杉村さんに「あなたはいいわね」と羨ましがられた舞台演劇の自由な時代は、コロナの影響で、不自由を強いられる時代へと突入してしまった。では大竹さんは、演劇から離れていた2カ月の間に、演劇の必要性についてどんなふうに考えたのだろうか。

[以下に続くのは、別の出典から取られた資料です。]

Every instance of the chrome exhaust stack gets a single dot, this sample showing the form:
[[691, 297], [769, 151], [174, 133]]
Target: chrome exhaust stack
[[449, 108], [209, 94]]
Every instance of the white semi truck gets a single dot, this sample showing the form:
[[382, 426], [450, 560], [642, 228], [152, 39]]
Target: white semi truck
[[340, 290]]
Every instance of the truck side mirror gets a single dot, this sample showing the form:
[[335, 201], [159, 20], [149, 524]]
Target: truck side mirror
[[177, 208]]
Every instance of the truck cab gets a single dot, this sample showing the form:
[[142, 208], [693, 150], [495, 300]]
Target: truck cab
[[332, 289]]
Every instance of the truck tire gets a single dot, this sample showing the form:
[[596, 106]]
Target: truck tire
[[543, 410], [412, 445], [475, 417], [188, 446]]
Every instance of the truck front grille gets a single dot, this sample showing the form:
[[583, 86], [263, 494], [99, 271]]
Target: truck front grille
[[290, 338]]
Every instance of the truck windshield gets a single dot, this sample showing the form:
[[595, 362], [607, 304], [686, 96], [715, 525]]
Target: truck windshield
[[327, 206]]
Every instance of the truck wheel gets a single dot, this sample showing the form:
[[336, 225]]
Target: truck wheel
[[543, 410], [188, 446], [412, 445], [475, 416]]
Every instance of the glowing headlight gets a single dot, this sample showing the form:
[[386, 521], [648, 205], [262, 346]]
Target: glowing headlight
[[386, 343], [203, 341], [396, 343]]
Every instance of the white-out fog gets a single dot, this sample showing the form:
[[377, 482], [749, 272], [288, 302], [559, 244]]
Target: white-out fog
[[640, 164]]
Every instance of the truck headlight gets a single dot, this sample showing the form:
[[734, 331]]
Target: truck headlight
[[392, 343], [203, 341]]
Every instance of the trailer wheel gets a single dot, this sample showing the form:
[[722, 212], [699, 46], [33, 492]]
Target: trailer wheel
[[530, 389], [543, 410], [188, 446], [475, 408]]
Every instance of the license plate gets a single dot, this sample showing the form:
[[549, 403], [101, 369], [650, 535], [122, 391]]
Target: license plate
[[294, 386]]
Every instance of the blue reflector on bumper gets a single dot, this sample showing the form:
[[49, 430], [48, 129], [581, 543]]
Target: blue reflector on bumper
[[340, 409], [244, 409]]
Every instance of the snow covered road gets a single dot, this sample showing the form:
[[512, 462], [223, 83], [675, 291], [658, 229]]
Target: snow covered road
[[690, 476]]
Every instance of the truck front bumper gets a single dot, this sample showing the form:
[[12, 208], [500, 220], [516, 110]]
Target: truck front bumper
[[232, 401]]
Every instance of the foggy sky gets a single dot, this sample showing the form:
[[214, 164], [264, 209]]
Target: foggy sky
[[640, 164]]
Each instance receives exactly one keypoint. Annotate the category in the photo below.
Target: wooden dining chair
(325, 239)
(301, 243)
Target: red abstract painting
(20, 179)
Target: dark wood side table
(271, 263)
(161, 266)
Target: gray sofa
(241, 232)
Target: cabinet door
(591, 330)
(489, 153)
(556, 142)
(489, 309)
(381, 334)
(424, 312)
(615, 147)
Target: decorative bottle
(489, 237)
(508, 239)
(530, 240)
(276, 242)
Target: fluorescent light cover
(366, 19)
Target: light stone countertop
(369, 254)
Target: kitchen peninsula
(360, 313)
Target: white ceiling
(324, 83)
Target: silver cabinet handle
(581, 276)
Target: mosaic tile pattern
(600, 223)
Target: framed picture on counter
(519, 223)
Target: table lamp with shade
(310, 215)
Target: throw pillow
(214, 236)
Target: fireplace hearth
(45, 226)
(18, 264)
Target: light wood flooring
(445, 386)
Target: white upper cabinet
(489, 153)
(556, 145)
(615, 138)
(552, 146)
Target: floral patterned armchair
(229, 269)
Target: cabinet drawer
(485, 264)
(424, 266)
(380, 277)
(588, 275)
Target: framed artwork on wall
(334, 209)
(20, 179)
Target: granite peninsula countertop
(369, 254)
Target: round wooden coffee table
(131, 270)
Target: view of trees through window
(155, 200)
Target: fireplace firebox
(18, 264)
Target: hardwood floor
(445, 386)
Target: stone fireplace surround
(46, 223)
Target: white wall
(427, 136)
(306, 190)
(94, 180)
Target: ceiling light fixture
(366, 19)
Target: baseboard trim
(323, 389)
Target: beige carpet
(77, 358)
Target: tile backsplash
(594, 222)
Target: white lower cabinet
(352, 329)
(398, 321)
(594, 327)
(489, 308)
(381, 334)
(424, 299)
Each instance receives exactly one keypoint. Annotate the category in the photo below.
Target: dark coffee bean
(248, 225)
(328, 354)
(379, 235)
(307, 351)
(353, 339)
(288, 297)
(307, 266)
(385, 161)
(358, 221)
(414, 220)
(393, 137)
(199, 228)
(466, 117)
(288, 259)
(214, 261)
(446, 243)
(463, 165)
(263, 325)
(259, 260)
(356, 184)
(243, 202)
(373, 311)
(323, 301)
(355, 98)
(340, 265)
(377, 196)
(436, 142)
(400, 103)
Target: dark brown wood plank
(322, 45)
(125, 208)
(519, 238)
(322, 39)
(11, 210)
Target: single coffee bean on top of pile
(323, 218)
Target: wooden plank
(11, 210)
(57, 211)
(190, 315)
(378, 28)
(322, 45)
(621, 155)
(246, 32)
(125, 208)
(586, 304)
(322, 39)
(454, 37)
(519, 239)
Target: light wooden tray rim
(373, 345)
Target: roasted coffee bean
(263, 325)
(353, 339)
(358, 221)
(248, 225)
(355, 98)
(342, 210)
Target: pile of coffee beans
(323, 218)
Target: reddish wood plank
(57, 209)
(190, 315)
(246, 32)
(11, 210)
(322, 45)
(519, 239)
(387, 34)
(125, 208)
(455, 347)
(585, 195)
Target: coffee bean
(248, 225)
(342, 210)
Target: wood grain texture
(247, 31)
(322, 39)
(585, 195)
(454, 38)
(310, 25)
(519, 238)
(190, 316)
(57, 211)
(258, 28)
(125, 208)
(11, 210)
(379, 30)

「演劇は今絶対に必要かと聞かれたら、それはわからない。でも、長期的に見たら、人間にとって必要不可欠なものではあると思うんです。演劇は絶対に滅びないものという確信は私も持っています。以前、世界で一番古いギリシャの劇場に行ったことがあって、その時、『ここはもともと病院だったんですよ』と説明されたんです。患者の病状に応じて、『この人には悲劇』『この人には喜劇』と処方を変える。つまり、演劇というのは古代から、一つの療法だったそうなんです。芝居を見せて、それでも病気が治らなかったら手術をするみたいで、槍みたいな手術道具が置いてありました(笑)」

 ギリシャ悲劇の基本は神との対話だ。それが演劇の原点だと大竹さんは思っている。

「最初にギリシャ悲劇をやった時に、何千年も前に書かれていたものを声にすると、喜びで身体中を熱い血が駆け巡るんです。なぜかというと、それらのセリフには、天と地を結ぶ役目があるから。どんなに残酷で凶悪な役でも、血が巡って身体中が熱くなる。セリフを言っていれば、私は病気になんかならない(笑)。観る方だって、『行けー!』みたいに興奮するから、憂さを晴らすのにピッタリだと思います」

大竹さん自身、役とともに生きてきたと言うが、では、今の時代に「女の一生」の布引けいを演じる感慨は?

「布引けいは、どんな逆境にあっても希望を持って生き抜いていく女性です。私は、いい役といい演出家に出会うたびに、毎回いろんなことを教えてもらっています。父がよく『死ぬまで勉強だよ』って言ってたんですが、きっと私も、そうやってずっと学びながら生きていくんだろうと思います」

 そう真面目に答えた後で、「でも、じゃあ年を重ねるのが嬉しいかと言ったら、別に嬉しくないですけど」と茶目っ気たっぷりに話す。